Ahh ... the contract!  Right, if there was such a clause then the OP is probably stuck with the upcharge.  But its not required for warranty.  
And if the shingles are hand nailed, there wont be any nails in the gaps.


----------



## Wallace Stine

Jerry Hiatt said:


> Recently had hail damage to my asphalt shingles. The roofer has been tearing the old roof off and has found that the sheathing is dimensional lumber. Mostly 1x6's. He says it all has to be torn off and replaced with plywood. He says it is not up to code and he has no choice. At my expense of course. Any feedback would be appreciated.





Jerry Hiatt said:


> Recently had hail damage to my asphalt shingles. The roofer has been tearing the old roof off and has found that the sheathing is dimensional lumber. Mostly 1x6's. He says it all has to be torn off and replaced with plywood. He says it is not up to code and he has no choice. At my expense of course. Any feedback would be appreciated.



Your contractor is correct that decking would have to be installed over the board decking if gaps of 1/4" is existing. You are incorrect that you have to pay for this under you the terms of your insurance policy.


----------



## Wallace Stine

Mark K said:


> The IRC is for new construction.


The IRC is for new construction, and alterations, movement, enlargement, replacement, repair, demolition to name a few.


----------



## e hilton

Wallace Stine said:


> You are incorrect that you have to pay for this under you the terms of your insurance policy.


Wallace ... curious about why you are saying this.  Are you in the insurance industry?


----------



## Wallace Stine

e hilton said:


> Wallace ... curious about why you are saying this.  Are you in the insurance industry?


Yes, I’m a licensed Public Adjuster and insurance appraiser.

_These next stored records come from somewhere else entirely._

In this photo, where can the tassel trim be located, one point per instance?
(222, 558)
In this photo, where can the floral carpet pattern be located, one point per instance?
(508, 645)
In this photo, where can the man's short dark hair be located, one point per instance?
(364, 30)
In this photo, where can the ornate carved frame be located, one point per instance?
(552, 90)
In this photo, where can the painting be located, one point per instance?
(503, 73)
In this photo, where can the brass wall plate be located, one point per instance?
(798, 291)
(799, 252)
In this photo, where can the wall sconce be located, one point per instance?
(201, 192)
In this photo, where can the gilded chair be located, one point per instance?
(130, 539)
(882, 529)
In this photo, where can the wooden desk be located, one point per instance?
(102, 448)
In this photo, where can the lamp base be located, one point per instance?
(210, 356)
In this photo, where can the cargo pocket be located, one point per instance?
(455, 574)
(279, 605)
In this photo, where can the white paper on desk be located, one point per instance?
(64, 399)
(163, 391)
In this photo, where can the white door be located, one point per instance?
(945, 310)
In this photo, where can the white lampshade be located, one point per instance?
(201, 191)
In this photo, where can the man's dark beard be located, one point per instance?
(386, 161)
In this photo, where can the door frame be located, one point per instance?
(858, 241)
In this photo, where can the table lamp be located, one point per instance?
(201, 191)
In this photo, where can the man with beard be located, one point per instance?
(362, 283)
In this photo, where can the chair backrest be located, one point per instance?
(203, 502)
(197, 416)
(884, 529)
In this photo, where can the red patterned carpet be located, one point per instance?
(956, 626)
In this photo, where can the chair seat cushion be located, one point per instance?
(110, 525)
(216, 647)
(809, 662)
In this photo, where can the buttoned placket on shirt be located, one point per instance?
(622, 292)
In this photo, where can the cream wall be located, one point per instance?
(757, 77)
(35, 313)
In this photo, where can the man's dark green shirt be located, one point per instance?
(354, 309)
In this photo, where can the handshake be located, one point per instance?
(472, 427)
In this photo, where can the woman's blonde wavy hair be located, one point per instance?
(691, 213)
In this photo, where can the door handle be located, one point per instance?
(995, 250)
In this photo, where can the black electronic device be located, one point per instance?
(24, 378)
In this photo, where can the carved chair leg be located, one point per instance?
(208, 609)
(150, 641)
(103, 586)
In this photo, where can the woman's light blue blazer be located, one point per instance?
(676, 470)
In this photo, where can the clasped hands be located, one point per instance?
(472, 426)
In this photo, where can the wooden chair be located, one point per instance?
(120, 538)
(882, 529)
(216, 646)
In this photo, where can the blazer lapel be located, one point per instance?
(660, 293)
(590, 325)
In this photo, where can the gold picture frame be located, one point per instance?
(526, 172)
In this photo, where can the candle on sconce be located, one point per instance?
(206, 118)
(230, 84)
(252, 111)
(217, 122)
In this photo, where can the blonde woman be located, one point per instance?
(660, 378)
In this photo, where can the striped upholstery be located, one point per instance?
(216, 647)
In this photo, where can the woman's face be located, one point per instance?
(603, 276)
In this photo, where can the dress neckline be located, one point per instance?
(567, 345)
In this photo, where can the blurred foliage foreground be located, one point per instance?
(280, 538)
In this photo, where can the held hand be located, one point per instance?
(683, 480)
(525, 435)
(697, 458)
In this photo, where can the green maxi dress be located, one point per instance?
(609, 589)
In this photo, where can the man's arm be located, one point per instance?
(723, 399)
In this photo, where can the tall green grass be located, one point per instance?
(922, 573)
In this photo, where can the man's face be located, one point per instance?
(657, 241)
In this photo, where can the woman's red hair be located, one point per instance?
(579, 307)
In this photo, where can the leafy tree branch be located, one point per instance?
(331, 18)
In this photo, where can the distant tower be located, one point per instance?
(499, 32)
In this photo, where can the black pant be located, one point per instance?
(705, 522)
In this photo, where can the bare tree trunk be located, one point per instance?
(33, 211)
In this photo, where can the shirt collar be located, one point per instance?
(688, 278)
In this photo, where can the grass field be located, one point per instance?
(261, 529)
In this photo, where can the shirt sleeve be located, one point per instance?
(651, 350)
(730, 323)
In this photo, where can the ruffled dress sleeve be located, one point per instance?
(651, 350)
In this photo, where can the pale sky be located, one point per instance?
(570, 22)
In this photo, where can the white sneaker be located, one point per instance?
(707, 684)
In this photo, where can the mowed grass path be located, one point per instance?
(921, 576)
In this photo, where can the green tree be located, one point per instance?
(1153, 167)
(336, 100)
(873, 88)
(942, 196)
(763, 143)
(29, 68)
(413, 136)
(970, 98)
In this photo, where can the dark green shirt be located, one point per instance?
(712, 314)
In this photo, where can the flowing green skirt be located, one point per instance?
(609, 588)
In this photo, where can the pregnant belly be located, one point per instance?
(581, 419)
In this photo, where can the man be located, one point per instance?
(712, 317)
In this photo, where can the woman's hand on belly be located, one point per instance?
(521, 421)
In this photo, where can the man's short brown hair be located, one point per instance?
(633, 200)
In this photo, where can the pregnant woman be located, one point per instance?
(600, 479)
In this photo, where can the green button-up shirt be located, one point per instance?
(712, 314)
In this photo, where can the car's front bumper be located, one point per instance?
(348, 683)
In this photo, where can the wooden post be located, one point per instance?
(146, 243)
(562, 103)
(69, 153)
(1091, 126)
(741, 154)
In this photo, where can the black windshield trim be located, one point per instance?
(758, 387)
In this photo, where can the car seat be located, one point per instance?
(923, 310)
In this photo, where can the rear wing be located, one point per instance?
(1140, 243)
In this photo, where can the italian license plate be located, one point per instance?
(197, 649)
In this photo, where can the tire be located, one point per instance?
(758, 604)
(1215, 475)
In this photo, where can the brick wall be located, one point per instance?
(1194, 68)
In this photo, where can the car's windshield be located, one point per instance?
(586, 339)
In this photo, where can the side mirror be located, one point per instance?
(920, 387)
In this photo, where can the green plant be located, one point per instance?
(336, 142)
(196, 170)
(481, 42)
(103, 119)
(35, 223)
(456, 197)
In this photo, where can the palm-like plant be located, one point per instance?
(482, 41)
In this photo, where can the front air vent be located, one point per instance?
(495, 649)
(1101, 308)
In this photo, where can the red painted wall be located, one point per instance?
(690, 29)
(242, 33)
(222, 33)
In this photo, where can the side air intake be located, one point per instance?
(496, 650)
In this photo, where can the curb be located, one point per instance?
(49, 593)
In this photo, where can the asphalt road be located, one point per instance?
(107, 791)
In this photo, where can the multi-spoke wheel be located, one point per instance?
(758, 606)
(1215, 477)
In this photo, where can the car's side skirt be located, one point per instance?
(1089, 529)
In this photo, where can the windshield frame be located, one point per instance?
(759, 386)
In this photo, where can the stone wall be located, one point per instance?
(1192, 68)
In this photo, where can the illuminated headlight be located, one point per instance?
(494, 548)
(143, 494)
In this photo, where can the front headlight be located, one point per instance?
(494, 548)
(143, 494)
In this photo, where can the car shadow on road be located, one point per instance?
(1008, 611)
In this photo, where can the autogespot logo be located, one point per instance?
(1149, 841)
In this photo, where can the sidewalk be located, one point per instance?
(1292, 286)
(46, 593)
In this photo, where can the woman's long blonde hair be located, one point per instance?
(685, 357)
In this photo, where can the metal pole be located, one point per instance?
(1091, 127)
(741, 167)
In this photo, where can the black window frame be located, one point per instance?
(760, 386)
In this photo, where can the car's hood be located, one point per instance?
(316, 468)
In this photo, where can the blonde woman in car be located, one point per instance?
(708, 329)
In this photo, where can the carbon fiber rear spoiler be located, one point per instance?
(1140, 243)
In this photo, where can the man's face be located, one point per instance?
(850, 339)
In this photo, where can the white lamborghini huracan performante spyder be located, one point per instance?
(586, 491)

A homeowner’s policy is a policy of indemnification. Anything short of indemnifying the policyholder 100% for a covered peril is a breach of contract. The policy reads “We agree to insure the structure” not “we agree to insure a certain building component”. When coverage was extended to the roof assembly it was extended to the entire structure for the peril at hand.

Most policies exclude rot. The claim was not for rot. The claim was for Hail, a cover peril. Decking would fall under causation. Although it did not sustain a direct physical loss, it had to be replaced due to a deficiency to facilitate the repairs to the roof assembly that was damaged by a covered peril.

Keep in mind decking is part of the roof assembly per the ICC. 2015 IRC  added the term to definitions “Roof Replacement” to address this very thing.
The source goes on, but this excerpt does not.